The Federal Reserve Bank is staying the course with no plans to raise interest rates or taper its buying of securities, Fed Chair Jerome Powell said in a press conference on July 28.
After deliberating for the last few days, the FOMC decided to keep interest rates at 0 percent–0.25 percent. The Fed expects to maintain this rate until labor market conditions have reached levels of “maximum employment,” Powell said.
The Fed will also continue its monthly purchases of $80 billion in Treasury securities and $40 billion in mortgage-backed securities.
“These measures along with our strong guidance on interest rates and on our balance sheet will insure that monetary policy will continue to support the economy until the recovery is complete,” Powell said.
The Fed’s goal is to reach 2 percent in unemployment and inflation.
Since March 2020 at the start of the COVID-19 pandemic in the U.S., the central bank has been buying $120 billion Treasury and mortgage-backed securities every month to help stimulate the economy. The goal is to reach a rate of 2 percent for unemployment and inflation.
“The Fed’s policy actions have been guided by our mandate to promote maximum employment and stable prices for the American people, along with our responsibilities to promote the stability of the financial system,” Powell said on July 28. “We expect to maintain an accommodative stance of monetary policy until these employment and inflation outcomes are achieved.”
The U.S. economy is showing signs of recovery.
Powell said that the economy is showing signs of recovery with household spending up and the real GDP on track to post its fastest increase in decades.
Conditions in the labor department also continue to improve with employment rising by 850,000 jobs in June.
“Nonetheless, the labor market has a ways to go. The unemployment rate in June was 5.9 percent, and this figure understates the shortfall in employment, particularly as participation in the labor market has not moved up from the low rates that have prevailed for most of the past year,” Powell said.

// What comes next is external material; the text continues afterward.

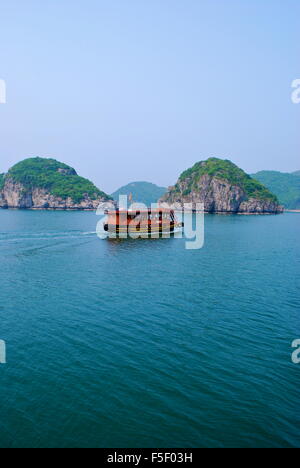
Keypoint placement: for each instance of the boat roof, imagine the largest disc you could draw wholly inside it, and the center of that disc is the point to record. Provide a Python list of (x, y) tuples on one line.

Powell said that joblessness falls disproportional on lower-wage workers in the service sector and African Americans and Hispanics.
Inflation could remain elevated.
Powell said the increased inflation would most likely remain elevated in the coming months, mainly due to continued bottlenecks in the supply chain for goods, hiring difficulties in the labor market, and other constraints.
“If we saw signs that the path of inflation or longer-term inflation expectations were moving materially and persistently beyond levels consistent with our goal, we’d be prepared to adjust the stance of policy,” he said.
COVID-19 vaccination levels impact the road to economic recovery.
Although the effects of the COVID-19 pandemic on the economy have diminished, risks to the economic outlook remain, Powell said. He pointed out concerns about a slower rate of Americans getting COVID-19 vaccinations while the Delta strain spreads in the country.
“Continued progress on vaccinations would support a return to more normal economic conditions,” Powell said.